The relevant question for the purposes of s 420A is whether the controller has failed to do what a reasonable and prudent person would do.

Market value is:

What would a man desiring to buy the land have had to pay for it on that day to a vendor willing to sell it for a fair price but not desirous to sell.

It is not necessary for the court to decide what actually was the market value of the property in order to find that s 420A(1)(a) has been breached — all that the court needs to decide is that the process that was followed was not one where all reasonable care was taken to sell the property for its market value, whatever that market value might be.

However unless the complainant can demonstrate that the property was sold for under the market price, the complainant would be considered to have suffered an injury without damage.

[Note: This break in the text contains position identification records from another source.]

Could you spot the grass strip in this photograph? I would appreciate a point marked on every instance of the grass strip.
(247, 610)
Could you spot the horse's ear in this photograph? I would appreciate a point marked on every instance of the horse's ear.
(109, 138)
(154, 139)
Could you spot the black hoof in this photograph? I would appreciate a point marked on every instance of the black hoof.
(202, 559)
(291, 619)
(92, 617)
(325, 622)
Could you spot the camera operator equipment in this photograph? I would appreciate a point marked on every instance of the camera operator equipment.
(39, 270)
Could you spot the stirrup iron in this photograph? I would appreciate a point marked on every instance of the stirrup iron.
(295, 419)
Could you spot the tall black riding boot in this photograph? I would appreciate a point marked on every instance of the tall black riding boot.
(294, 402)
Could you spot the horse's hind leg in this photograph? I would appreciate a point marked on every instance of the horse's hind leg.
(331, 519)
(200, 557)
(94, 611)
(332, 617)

The statutory duty does not deviate from the old common law principle that:

  1. a mortgagee is not bound to wait for its money merely because the mortgagor stands to profit from the delay.
  2. a mortgagee is not bound to spend money or take risks. However if a further outlay is in the circumstances reasonable, and apparently necessary and prudent to conserve the mortgagor’s interest, and to prevent his residual property being sacrificed, and if, having regard to what a cautious man would consider the total selling value of the property, it is manifestly safe, the mortgagee is not justified in refusing to make or incur it merely because [the mortgagee] can get enough for himself without it. It must, however, be safe; if it is not, the mortgagee would be taking risks for the benefit of the mortgagor which he is not called upon to do.

Although it may be prudent for a receiver to obtain independent valuations of the property and advice as to the appropriate method of sale, that is not a rule of law but a receiver ought to take reasonable steps to ascertain the value of the property before selling it.

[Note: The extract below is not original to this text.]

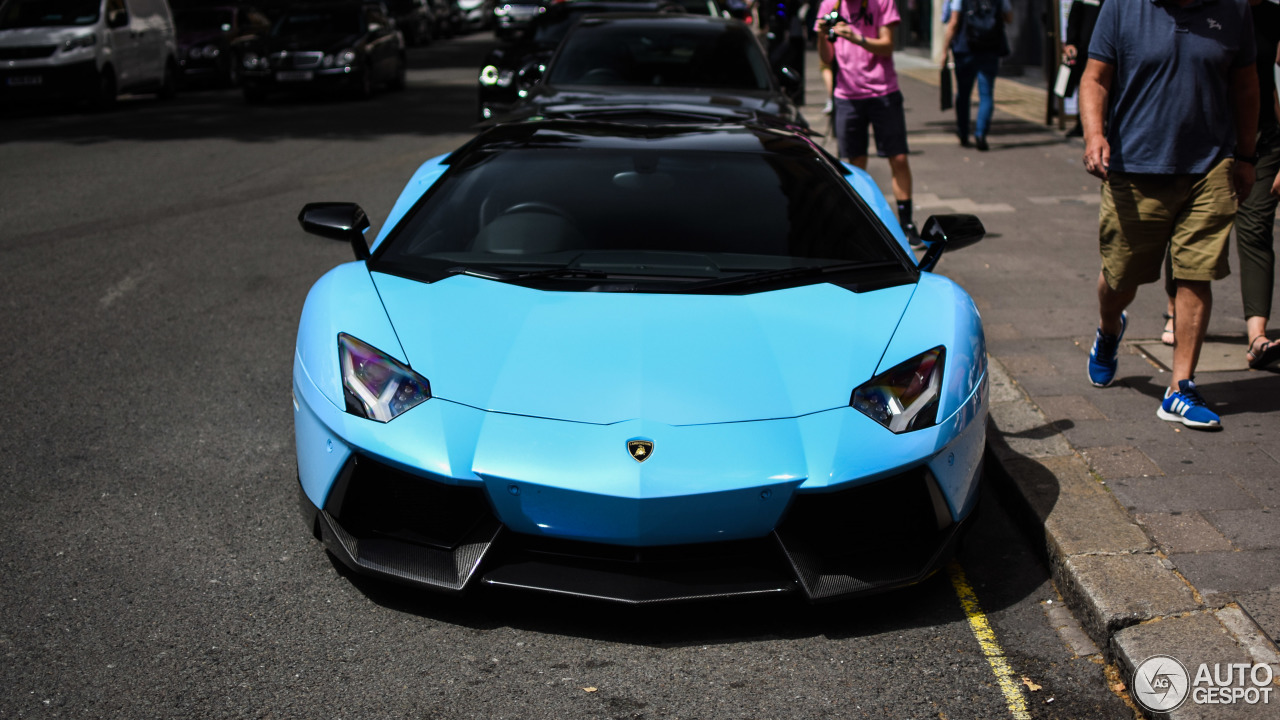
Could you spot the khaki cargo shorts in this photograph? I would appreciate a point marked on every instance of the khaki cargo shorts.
(1143, 215)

A receiver may breach s 420A(1)(a) of the Act if he fails to address the correct market when selling the property.

In engaging real estate agents, a failure of a receiver or mortgagee to engage an appropriately located agent will mean that reasonable care had not been taken by the mortgagee to ensure that market value was obtained.

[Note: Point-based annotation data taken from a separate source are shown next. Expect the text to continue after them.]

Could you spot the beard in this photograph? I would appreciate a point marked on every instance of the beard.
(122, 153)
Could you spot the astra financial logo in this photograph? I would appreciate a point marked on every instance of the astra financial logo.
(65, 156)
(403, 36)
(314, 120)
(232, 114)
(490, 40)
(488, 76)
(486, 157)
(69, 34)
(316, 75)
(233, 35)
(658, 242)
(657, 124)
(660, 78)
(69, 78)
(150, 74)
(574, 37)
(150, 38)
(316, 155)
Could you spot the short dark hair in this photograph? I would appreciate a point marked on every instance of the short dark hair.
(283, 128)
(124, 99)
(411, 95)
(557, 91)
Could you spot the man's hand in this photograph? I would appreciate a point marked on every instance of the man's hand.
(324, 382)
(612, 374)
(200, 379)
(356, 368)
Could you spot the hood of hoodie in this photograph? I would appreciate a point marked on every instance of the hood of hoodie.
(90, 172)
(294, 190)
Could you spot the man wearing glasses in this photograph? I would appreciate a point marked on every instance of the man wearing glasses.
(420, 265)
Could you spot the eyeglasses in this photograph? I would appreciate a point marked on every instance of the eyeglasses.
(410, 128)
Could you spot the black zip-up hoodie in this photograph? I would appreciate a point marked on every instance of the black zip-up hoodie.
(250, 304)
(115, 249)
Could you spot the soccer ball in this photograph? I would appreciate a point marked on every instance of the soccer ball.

Ordinarily a controller should take all reasonable steps to advertise or notify the availability of a property to potential buyers.But, in the end, the circumstances of that case may not require that. 

In relation to the debtors argument that the receiver ought to have pursued proceedings to declare a charge invalid the Court of Appeal held:

Even if such a proceeding had considerable legal merit, it does not necessarily follow that, in order to comply with their duty under s 420A(1) of the Act, the Receivers were required to pursue such a proceeding. This is because such a proceeding would have been costly and there was no guarantee of success.

s 420A(1)(a) of the Act does not require a receiver to expend funds to improve assets that are the subject of a security or to delay their sale pending improvements in market conditions. Rather, a receiver may sell assets in their current condition in the prevailing market conditions, provided that the receiver takes reasonable care to sell the assets for not less than their market value. In the particular circumstances of the present case, the Receivers acted reasonably in not embarking on litigation to test the validity of the Lewis Charge and in not deferring negotiations for the sale of the Sold Assets in order to embark on litigation.

We agree with the submissions of the Receivers, which accord with ordinary commercial experience and common sense:

Legal and commercial uncertainty about matters that are fundamental to the management or viability of a business and the possibility of litigation over these matters inevitably affect the value of shares in that business.

There is a crucial difference between the sale of land — which has a distinct and well-established market in respect of which local knowledge by a real estate agent is very important — and the sale of shares in a private company which is beset with multiple problems for which local knowledge would not provide any material assistance.

Accordingly Receivers not advertising the Sold Assets or selling them by public auction did not constitute a failure to take all reasonable care to sell the Sold Assets for not less than their market value.